Лу Нань тут же написал несколько писем и через своих слуг разослал их во все концы. Среди друзей, к которым обратился поэт, были и состоящие на службе, были и чиновники в отставке. Получив письма, они были потрясены случившимся. Одни обратились прямо к начальнику уезда, настаивая на смягчении приговора, другие — к высшим властям с просьбой пересмотреть дело Лу Наня. Высшие ведомственные чиновники, зная Лу Наня как одного из талантливейших людей и желая ему помочь, вернули донесения Ван Цэня в уезд, причем дали понять, что семье Лу Наня следовало бы подать жалобу в высшую инстанцию, тогда дело можно было бы передать в другое ведомство на пересмотр. Узнав об этом, Лу Нань ожил. Он тут же велел домашним разослать во все вышестоящие ямэни жалобы на несправедливые действия Ван Цэня, и каждый ямэнь действительно вынес решение о передаче дела Лу Наня в областную судебную управу для пересмотра. Областной судья, который был уже в курсе дела, тем временем успел получить много писем и просьб — и больше всего из уезда, где начальником был Ван Цэнь. Сам Ван Цэнь за несколько дней получил десятки писем с ходатайством об освобождении поэта и просто не знал, как ему быть, а тут еще вернулись его донесения по делу Лу Наня. Ко всему этому через несколько дней из областной судебной управы пришло распоряжение: Лу Наня вместе с материалами дела доставить в область. Начальник уезда понял, что вышестоящие ведомства намерены освободить Лу Наня, и не на шутку испугался.

«До чего изворотлив, негодяй! — возмущался начальник уезда. — Как это он, сидя в тюрьме, сумел связаться с различными учреждениями и все наладить? Если его освободят, он мне не простит. Ладно, раз начал дело, надо его кончать. Худую траву надо рвать с корнем, а то потом бед не оберешься!»
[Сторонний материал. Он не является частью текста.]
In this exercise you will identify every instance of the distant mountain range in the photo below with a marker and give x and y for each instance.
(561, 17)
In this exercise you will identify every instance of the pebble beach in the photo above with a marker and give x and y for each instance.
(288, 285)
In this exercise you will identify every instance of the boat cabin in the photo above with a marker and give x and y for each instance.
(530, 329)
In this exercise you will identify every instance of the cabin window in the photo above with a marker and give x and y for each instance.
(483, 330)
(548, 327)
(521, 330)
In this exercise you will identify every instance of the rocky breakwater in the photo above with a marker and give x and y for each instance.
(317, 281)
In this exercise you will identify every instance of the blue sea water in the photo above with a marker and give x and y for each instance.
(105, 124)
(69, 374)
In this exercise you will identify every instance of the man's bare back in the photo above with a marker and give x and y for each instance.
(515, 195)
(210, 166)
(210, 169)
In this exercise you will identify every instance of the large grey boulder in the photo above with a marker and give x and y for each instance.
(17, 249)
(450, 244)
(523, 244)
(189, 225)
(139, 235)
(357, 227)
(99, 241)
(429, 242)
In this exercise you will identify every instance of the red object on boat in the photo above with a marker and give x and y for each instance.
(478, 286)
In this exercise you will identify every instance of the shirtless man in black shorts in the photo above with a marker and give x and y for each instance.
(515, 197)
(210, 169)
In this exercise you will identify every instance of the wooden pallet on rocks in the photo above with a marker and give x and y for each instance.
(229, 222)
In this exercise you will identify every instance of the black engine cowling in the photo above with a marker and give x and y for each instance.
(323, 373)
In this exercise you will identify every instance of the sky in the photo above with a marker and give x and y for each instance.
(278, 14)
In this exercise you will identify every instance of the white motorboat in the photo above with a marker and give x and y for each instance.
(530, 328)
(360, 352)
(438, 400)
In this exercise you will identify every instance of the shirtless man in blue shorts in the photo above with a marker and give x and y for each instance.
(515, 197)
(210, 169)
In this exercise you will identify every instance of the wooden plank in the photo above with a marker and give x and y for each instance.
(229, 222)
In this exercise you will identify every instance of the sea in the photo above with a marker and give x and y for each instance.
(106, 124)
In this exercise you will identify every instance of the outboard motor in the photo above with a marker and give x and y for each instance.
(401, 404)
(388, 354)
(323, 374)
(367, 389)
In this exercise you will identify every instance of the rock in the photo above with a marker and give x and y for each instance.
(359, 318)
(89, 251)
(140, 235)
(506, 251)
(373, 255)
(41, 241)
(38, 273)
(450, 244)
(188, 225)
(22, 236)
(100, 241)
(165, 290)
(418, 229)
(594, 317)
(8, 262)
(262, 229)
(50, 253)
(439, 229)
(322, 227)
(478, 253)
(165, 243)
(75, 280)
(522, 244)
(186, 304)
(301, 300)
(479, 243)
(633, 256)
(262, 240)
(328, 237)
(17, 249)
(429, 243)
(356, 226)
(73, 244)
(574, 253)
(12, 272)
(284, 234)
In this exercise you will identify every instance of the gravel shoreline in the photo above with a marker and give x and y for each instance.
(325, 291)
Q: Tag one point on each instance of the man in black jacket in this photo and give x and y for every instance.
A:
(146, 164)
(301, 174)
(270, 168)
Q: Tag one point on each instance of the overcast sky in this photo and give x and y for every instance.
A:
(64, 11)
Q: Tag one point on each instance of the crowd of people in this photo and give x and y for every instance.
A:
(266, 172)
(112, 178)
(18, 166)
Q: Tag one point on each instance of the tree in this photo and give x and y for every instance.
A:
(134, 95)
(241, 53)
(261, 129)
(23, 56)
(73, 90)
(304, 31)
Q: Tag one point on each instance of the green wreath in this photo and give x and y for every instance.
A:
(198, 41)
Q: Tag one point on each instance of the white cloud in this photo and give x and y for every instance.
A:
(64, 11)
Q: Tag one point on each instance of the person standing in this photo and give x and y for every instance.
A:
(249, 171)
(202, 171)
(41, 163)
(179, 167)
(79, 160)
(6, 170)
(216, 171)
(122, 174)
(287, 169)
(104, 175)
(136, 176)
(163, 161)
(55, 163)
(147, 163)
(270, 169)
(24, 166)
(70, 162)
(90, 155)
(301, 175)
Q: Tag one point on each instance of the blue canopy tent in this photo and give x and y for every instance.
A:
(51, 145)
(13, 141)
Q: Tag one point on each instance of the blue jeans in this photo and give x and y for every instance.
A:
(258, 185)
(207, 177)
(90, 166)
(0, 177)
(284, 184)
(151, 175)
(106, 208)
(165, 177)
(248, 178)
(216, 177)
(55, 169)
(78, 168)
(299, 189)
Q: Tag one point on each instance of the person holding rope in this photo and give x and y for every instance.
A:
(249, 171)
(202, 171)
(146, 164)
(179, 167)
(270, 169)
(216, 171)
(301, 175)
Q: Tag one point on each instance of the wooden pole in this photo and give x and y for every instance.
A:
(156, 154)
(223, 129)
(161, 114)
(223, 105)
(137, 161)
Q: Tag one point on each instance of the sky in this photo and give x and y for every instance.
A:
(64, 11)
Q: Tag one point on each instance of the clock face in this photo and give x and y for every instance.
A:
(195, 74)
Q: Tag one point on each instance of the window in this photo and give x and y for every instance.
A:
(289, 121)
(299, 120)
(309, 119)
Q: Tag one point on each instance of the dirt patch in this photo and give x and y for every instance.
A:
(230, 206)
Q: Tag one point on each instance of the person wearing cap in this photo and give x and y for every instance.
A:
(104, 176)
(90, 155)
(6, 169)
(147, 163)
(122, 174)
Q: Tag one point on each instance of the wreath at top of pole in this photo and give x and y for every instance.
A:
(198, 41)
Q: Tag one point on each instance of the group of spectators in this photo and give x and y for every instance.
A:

В тот же вечер Ван Цэнь велел Тань Цзуню отправиться в тюрьму и приказать Цай Сяню немедленно заготовить свидетельство о болезни Лу Наня. Ночью поэта должны были вывести в уединенное место и покончить с ним.
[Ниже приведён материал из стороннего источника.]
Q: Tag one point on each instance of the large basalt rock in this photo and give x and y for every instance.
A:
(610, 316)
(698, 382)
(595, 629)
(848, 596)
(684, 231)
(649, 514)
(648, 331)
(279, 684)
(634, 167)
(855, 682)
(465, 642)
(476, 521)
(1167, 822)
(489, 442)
Как жаль, что человек такого таланта и эрудиции канет в вечность в глубинах этой тюрьмы! Да!

Но надо немного вернуться и сказать, что в уезде Сюньсянь помощником уездного инспектора по уголовным делам был некий Дун Шэнь из чиновной семьи. Дела он вел энергично, действовал всегда справедливо, мягко, без крайностей. Дун Шэнь никак не мог в душе смириться с лицеприятным решением начальника уезда по делу Лу Наня. Но он был всего-навсего мелким чиновником и не посмел вмешиваться. Каждый раз, когда Дун Шэнь приходил по делам службы в тюрьму, он непременно заходил к Лу Наню побеседовать, так что вскоре между ними завязалась дружба.